1. What is OpenAI’s new EVMbench benchmark?

OpenAI launched EVMbench to test how well AI agents detect, patch and exploit vulnerabilities in crypto smart contracts. The benchmark evaluates models in “economically meaningful environments,” meaning scenarios where real money could be at risk. It analysed 120 curated smart contract vulnerabilities from 40 audits.

2. Which AI model performed best in OpenAI’s smart contract test?

Anthropic’s Claude Opus 4.6 ranked first, achieving an average “detect award” of $37,824. OpenAI’s OC-GPT-5.2 and Google’s Gemini 3 Pro followed at $31,623 and $25,112, respectively. The scores reflect how much value an AI agent could theoretically identify or exploit.

3. Why is OpenAI testing AI agents on crypto smart contracts?

Smart contracts secure billions of dollars in digital assets. OpenAI said AI agents are likely to be transformative for both attackers and defenders. Testing models in high-stakes environments helps measure their real-world risk and defensive capabilities.

4. How serious is the smart contract security problem in crypto?

Attackers stole $3.4 billion in crypto funds in 2025, slightly higher than in 2024. That highlights ongoing vulnerability in DeFi and onchain systems. Improving automated detection tools could reduce future exploit risks.

5. Could AI agents become attackers as well as defenders?

Yes. OpenAI explicitly acknowledged that AI agents could assist both attackers and defenders. Stronger offensive capabilities mean security research must keep pace with potential misuse.

6. What role could stablecoins play in AI-driven transactions?

OpenAI said it expects “agentic stablecoin payments” to grow. Circle CEO Jeremy Allaire has predicted billions of AI agents could transact using stablecoins within five years. Former Binance CEO Changpeng Zhao has also described crypto as the “native currency for AI agents.”

7. How might AI change everyday crypto wallet usage?

Dragonfly’s Haseeb Qureshi suggested that AI-powered, self-driving wallets could manage transactions on behalf of users. These systems could reduce fear around signing large transfers by automatically screening risks. This is a forward-looking view, not a current standard.

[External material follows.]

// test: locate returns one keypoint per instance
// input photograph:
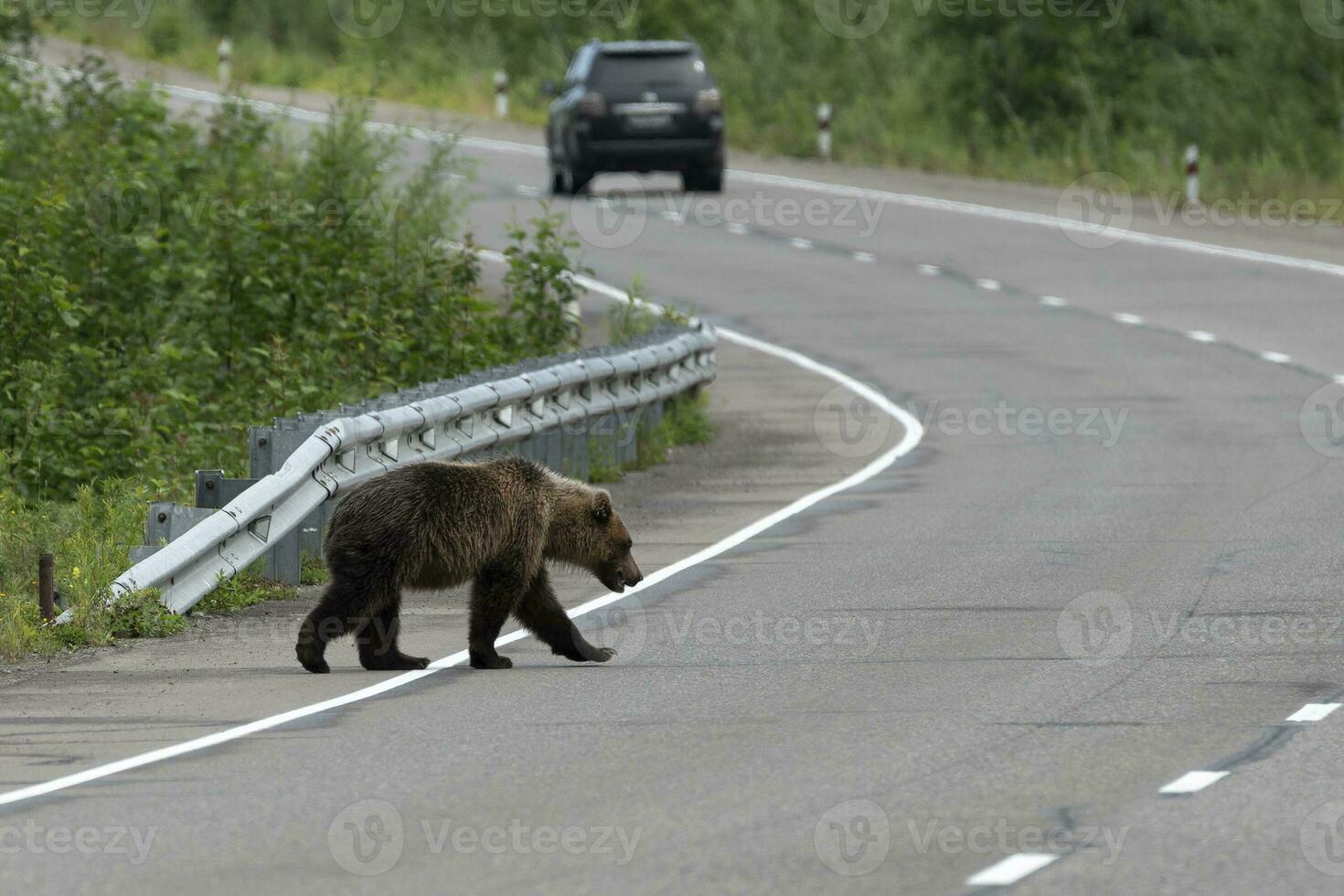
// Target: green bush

8. What is the main takeaway for crypto investors?

AI is becoming more embedded in blockchain security and transaction infrastructure. Better AI auditing tools could lower exploit risk over time. However, more powerful AI could also increase attack sophistication.

Grafa — OpenAI tests AI agents on crypto flaws

OpenAI tests AI agents on crypto flaws

Written by Isaac FrancisPublished Feb. 19 2026

OpenAI has launched a new benchmark, EVMbench, to evaluate how effectively AI agents can detect, patch and exploit vulnerabilities in crypto smart contracts.

The benchmark, developed with Paradigm and OtterSec, assessed how much value AI models could theoretically extract from 120 curated smart contract vulnerabilities sourced from 40 audits.

Anthropic’s Claude Opus 4.6 ranked first with an average “detect award” of $37,824, followed by OpenAI’s OC-GPT-5.2 at $31,623 and Google’s Gemini 3 Pro at $25,112.

“Smart contracts secure billions of dollars in assets, and AI agents are likely to be transformative for both attackers and defenders,”

OpenAI said, adding that evaluating models in “economically meaningful environments” is increasingly important.

The initiative comes as attackers stole $3.4 billion in crypto funds in 2025, underscoring the need for stronger automated security tools.

OpenAI also pointed to the expected growth of agent-driven stablecoin payments, echoing comments from Circle chief executive Jeremy Allaire and former Binance boss Changpeng Zhao that crypto could become a native currency layer for AI agents.

Dragonfly managing partner Haseeb Qureshi said crypto transactions still feel “terrifying” due to security risks, arguing that AI-intermediated, self-driving wallets may ultimately make onchain activity more intuitive and secure for everyday users.